As a child of the farmworker movement, I was taught histories that were not taught to me in school. It is my responsibility as a justice worker to make sure that we are grounded in the experiences of those who came before us.
We are living amid attempts to erase ordinary people who changed the world from our history books, to eradicate our very humanity, and to keep us from celebrating our place in history. But the attempts to erase us do not make us invisible. How do we tap into the magic of ordinary people being fed up? Learn those stories and continue representing brave people who have had enough.
As justice warriors, we need to create sustainability in this work. Two things deeply ground me: I love trail running and hiking, because I need to get my feet on the ground, and I am a danzante (Aztec dancer) because this healing indigenous practice keeps me powerfully connected to my people, to a larger collective identity, to our history, and to our future.
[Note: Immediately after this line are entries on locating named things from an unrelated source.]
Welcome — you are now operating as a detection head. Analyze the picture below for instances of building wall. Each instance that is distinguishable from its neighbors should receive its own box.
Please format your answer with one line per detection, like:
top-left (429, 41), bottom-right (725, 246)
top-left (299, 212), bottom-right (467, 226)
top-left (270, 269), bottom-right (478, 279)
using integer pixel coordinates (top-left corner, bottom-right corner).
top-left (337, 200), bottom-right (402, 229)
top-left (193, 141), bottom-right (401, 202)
It is deeply inspiring to take up the mantle for an organization that is the oldest cross-disability law center. To be a litigator, in this time, is both deeply meaningful and powerful. Litigation pushes our legal system, structures, laws, and interpretations forward and keeps justice alive in our communities.
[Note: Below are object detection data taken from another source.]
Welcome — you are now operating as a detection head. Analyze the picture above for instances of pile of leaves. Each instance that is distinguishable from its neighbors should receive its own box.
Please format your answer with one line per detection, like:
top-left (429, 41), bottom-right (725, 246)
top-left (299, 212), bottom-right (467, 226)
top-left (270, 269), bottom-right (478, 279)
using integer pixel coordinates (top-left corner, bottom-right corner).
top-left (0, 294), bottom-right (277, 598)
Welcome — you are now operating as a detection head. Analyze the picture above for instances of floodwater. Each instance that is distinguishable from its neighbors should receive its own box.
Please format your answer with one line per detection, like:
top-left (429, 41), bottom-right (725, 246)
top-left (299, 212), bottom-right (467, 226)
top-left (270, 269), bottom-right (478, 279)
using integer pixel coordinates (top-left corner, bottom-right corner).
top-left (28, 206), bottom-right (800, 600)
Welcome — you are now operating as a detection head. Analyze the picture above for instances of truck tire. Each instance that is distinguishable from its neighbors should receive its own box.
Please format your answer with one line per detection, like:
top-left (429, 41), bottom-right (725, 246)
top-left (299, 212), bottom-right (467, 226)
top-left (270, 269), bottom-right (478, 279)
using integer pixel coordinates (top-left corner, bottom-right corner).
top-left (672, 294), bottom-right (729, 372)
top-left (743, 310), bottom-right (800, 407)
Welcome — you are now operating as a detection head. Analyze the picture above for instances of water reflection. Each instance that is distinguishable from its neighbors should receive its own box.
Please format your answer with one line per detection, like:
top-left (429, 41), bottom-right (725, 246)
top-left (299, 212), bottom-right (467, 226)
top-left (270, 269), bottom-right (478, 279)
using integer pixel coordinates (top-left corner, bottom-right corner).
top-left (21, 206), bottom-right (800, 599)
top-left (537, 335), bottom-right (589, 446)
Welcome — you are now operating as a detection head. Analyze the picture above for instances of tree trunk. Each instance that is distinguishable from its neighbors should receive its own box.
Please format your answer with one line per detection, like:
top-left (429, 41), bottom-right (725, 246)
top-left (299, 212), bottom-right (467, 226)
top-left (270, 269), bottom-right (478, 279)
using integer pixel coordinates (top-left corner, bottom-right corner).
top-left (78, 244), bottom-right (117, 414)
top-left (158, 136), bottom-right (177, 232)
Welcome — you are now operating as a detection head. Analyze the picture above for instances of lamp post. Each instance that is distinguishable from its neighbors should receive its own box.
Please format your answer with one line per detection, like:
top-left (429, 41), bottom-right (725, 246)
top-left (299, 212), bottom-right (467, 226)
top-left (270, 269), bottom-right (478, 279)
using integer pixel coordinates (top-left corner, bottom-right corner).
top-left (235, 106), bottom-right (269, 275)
Because it is beautifully inclusive in a unique way, disability law provides a powerful frame to create broad transformational change. Especially in light of severe, hateful attacks on so many communities that experience deep marginalization, I am excited to use this frame to hold close the communities in which I feel deeply grounded, to co-design remedies to those harms.
Filing a lawsuit is not something done lightly—not by us, not by our clients. Our clients have done everything they can to be seen, and litigation can feel like their last hope for justice. It is an honor to craft cases with our clients and our partners, to ask: “What could a remedy for this pain feel like?”
In deciding to join DRLC, I wanted not just to defend our rights but also to lift up the future that we can still imagine together. This felt like the right moment to join DRLC.